Show Abstract | Download Original | Original Source | Check in Google Scholar

Abstract

Sari - Selat Sunda termasuk bagian dari Paparan Sunda yang merupakan salah satu paparan terbesar di dunia, dengan perairan regional yang dipengaruhi oleh South Java Current (SJC). Daerah Selat Sunda juga menjadi daerah yang terpengaruh oleh Indian Ocean Dipole (IOD) positif dan negatif yang diinisiasi oleh intensifikasi siklus Hadley dan interaksi muson Asia-Australia. IOD negatif dicirikan oleh peristiwa peningkatan curah hujan di bagian barat Indonesia yang diikuti oleh iklim kering di timur Afrika. Sebaliknya, IOD positif dicirikan oleh pendinginan suhu permukaan laut (SPL) dan peningkatan produktivitas di perairan barat Sumatera dikarenakan peningkatan upwelling. Selama peristiwa Last Glacial Maximum (LGM), tinggi permukaan air laut lebih rendah mendekati 130 m di bawah permukaan laut saat ini dan menyebabkan Paparan Sunda terekspos menjadi Sundaland. Paparan Sunda mengalami flooding pada ~10.000 tahun lalu akibat peningkatan eustasi yang menyebabkan perairan Selat Sunda terkoneksi dengan Laut Jawa seperti saat ini. Penelitian ini dilakukan pada inti batuan BS-05 yang termasuk dalam perairan Selat Sunda dengan koordinat 7° 1′38.83″LS, 105° 6′16.31″BT. Penelitian berfokus pada rekaman foraminifera planktonik dan bentonik dari 69 kedalaman yang dicuplik dari kedalaman 0 hingga 264 cm dengan interval 4 cm, dengan umur Pleistosen Akhir hingga Holosen. Analisis dilakukan dengan metode statistik berupa single fauna method, two or more species, dan whole fauna method.
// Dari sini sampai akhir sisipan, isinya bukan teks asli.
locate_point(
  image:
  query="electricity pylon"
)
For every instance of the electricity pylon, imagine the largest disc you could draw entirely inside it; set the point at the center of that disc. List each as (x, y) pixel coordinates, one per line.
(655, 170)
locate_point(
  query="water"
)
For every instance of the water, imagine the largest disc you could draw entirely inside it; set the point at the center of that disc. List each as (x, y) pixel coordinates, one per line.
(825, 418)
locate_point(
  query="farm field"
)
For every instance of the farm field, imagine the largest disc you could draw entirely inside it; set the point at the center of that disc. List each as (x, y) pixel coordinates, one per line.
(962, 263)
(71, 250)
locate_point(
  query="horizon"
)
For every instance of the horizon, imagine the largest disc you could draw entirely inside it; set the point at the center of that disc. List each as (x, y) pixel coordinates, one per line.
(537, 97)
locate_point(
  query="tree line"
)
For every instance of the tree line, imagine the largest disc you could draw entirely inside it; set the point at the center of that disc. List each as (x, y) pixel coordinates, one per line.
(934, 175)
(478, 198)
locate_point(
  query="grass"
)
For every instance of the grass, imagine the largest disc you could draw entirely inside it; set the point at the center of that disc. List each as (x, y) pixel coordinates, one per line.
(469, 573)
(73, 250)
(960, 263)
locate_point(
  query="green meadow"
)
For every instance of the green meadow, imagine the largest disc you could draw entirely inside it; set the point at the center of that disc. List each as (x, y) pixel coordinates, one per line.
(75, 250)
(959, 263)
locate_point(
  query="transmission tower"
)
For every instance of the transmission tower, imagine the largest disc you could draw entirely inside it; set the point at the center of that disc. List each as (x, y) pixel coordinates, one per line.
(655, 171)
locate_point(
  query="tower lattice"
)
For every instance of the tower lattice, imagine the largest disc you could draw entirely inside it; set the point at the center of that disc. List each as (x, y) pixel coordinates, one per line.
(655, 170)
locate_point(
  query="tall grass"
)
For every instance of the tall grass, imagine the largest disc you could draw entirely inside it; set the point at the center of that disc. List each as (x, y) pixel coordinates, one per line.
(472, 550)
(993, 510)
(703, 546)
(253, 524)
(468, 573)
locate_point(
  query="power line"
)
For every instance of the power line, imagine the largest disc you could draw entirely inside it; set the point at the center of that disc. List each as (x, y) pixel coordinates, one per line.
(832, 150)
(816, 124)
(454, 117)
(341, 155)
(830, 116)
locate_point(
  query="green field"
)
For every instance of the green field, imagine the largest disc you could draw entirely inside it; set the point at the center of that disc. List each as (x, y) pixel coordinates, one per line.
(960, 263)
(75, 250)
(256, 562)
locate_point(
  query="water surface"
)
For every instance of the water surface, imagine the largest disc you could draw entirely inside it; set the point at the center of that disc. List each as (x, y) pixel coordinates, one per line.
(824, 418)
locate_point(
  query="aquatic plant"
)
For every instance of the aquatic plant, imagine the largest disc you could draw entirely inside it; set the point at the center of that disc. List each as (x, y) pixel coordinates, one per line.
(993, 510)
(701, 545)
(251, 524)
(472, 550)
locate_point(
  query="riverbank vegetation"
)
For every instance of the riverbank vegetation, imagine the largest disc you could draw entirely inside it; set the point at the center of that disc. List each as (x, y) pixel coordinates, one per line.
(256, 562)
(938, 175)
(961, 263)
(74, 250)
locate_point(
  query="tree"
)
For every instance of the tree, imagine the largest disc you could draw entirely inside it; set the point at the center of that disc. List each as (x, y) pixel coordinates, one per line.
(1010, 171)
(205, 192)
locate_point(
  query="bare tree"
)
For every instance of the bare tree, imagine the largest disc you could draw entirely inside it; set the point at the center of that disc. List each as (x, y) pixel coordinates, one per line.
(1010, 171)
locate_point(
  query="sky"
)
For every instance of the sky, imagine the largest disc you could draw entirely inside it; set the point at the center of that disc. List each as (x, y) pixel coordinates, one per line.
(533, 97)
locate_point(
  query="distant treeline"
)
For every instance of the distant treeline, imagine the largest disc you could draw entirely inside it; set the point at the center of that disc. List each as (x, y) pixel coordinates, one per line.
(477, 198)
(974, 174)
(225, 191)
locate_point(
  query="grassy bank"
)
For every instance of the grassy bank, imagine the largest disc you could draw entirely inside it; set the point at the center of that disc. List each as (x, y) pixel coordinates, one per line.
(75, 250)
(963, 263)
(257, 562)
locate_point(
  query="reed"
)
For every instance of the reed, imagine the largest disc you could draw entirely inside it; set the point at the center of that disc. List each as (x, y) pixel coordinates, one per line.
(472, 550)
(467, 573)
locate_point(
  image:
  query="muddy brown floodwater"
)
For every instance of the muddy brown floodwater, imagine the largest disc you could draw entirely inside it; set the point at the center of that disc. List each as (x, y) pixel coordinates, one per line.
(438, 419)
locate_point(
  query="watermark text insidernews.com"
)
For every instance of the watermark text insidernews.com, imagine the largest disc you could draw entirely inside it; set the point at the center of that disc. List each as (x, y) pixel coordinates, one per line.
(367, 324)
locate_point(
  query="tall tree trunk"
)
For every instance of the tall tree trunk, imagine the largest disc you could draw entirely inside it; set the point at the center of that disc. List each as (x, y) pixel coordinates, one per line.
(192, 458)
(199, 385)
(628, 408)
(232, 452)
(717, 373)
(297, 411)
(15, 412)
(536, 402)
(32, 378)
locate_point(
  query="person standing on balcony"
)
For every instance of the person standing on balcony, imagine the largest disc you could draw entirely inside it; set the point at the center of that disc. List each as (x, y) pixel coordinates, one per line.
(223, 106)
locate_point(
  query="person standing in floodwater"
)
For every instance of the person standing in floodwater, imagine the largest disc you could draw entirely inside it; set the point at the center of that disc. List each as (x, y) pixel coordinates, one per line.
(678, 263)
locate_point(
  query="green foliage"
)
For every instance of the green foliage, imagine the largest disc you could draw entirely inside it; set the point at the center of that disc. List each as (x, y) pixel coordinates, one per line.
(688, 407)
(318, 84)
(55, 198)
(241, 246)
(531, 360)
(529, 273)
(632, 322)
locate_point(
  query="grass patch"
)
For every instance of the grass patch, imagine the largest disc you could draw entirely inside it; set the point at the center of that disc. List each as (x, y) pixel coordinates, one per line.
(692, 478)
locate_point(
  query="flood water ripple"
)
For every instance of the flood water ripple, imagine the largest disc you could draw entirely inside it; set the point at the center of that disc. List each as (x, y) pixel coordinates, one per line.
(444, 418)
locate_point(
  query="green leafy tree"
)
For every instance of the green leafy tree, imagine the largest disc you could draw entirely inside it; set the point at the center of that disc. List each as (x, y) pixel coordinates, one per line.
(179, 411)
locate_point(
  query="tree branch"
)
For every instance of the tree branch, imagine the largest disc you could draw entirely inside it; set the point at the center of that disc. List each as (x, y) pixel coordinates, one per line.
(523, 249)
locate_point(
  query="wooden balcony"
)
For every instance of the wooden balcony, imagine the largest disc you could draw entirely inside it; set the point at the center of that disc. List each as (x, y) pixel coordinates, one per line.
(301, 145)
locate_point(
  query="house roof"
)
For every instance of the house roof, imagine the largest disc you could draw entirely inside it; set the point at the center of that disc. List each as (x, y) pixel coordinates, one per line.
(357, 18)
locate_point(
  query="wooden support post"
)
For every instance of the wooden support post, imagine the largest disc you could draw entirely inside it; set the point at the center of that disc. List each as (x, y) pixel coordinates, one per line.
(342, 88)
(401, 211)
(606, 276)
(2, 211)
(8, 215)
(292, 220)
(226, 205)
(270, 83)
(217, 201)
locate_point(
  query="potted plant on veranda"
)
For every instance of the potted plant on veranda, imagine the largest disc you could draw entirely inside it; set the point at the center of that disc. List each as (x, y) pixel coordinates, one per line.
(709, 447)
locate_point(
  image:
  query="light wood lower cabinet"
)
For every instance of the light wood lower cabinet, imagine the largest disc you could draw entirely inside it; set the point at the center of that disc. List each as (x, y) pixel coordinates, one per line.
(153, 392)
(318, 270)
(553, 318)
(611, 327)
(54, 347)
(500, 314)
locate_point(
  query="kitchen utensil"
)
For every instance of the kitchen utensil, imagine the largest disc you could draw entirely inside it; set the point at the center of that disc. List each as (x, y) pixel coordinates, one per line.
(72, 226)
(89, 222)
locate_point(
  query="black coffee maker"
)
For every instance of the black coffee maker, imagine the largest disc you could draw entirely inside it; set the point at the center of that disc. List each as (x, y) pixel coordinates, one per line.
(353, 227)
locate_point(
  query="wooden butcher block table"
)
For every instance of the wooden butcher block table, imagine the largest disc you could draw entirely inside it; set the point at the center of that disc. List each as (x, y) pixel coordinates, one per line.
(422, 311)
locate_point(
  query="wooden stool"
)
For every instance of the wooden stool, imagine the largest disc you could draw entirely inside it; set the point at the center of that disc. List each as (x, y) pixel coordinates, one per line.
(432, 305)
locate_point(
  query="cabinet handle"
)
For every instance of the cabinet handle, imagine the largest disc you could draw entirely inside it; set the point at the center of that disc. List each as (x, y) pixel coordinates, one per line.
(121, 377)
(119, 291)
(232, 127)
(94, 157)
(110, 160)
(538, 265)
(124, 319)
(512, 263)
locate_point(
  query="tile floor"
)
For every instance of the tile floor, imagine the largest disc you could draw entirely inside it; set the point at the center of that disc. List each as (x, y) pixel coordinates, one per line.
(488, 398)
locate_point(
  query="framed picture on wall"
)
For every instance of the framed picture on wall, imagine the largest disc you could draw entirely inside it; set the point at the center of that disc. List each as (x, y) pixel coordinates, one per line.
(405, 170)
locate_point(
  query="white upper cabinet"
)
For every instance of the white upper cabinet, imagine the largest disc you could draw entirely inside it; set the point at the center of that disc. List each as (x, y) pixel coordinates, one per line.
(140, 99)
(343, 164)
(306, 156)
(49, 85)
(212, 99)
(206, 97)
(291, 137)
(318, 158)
Hasil analisis menunjukkan sebelum deglasiasi (akhir Pleistosen), SPL relatif lebih dingin, aktivitas upwelling lebih tinggi, kedalaman termoklin dangkal, dengan paleoproduktivitas dikendalikan oleh upwelling, sebagai akibat dominasi IOD positif. Setelah deglasiasi (Holosen), SPL relatif menjadi lebih hangat, dengan aktivitas upwelling dan kedalaman termoklin yang mengalami fluktuasi, dengan paleoproduktivitas dikendalikan masukan material terigen dari Laut Jawa dan upwelling. Hal ini mengimplikasikan bahwa peningkatan paleoproduktivitas pada dominasi IOD negatif terjadi akibat terhubungnya Selat Sunda dan Laut Jawa, dengan beberapa interval waktu dominasi IOD positif, contohnya pada interval 6.000 hingga 4.000 tahun lalu.